In the video, Yanina says that the Nazis were trying to kill as many people as possible to eliminate witnesses, and just before soldiers arrived to free the inmates at Dachau, the prisoners “were lined up to be shot.”  But before the Nazis could shoot all the prisoners, the Japanese soldiers in the 552nd Field Artillery arrived in the nick of time.

Here is a quote from the web site of Mike Carroll, where you can read the story of Yanina and watch the video:

She had been born in Poland and raised in Warsaw. Her father was a doctor. After Germany invaded and they were living in occupation, her father was summoned to treat a high-ranking German officer inside the Warsaw Ghetto, where 500,000 Jews were barricaded in an area of only several city blocks. He was so appalled by the living conditions that he began smuggling food into the starving inhabitants. He was caught and he and his wife and children were loaded into railroad boxcars, along with the Jews from the Ghetto, and sent into the countryside.
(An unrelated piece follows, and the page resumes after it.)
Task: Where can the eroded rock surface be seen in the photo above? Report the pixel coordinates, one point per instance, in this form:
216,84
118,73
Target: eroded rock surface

When the train stopped and the people were herded out they were in a barbed wire prison. They were sent to get showered so they could begin to work. The doors to the shower chamber were closed, then the gas began to come out of the vents. When Yanina awoke she was lying among a pile of corpses, among them her family. Amazingly, she was still alive. A Jewish woman worker shook her to her feet and pressed her to work in one of the working gangs.

You can read about the Warsaw Ghetto on my web site here.  You can read here about the Jews being sent from the Warsaw Ghetto to be gassed with carbon monoxide.  The video about Yanina shows a photo of the Auschwitz gas chamber; you can see photos of the Auschwitz gas chamber on my web site here.

P.S. Yanina’s book is available on Amazon.com.  I buy lots of books on Amazon and I always get suggestions for other books that I might like.  The suggested books are listed as books purchased by other customers who have bought this book.  I have some suggestions for people who buy Yanina’s book:  Dennis Avey’s book and Irene Zisblatt’s book.  BTW Yanina’s book has the “Search Inside” feature on Amazon.

I used the “Search Inside” feature on the Amazon web site and read a few pages of Yanina Cywinska’s book.  I discovered that the book was first published on January 7, 2008.  It was not written in the first person, so the real author is apparently a ghost writer.

I have hope that some day there will be a law against Holocaust lying, and Yanina will be carried into a courtroom on a stretcher to be prosecuted for her lies.  I am assuming that the ghost writer just wrote down the lies, as told to her by Yanina.  But the ghost writer should also be prosecuted as an accessory to the crime of Holocaust lying.  Just reading a few pages of this book made me extremely angry and upset.  I wish I had not turned on my computer today.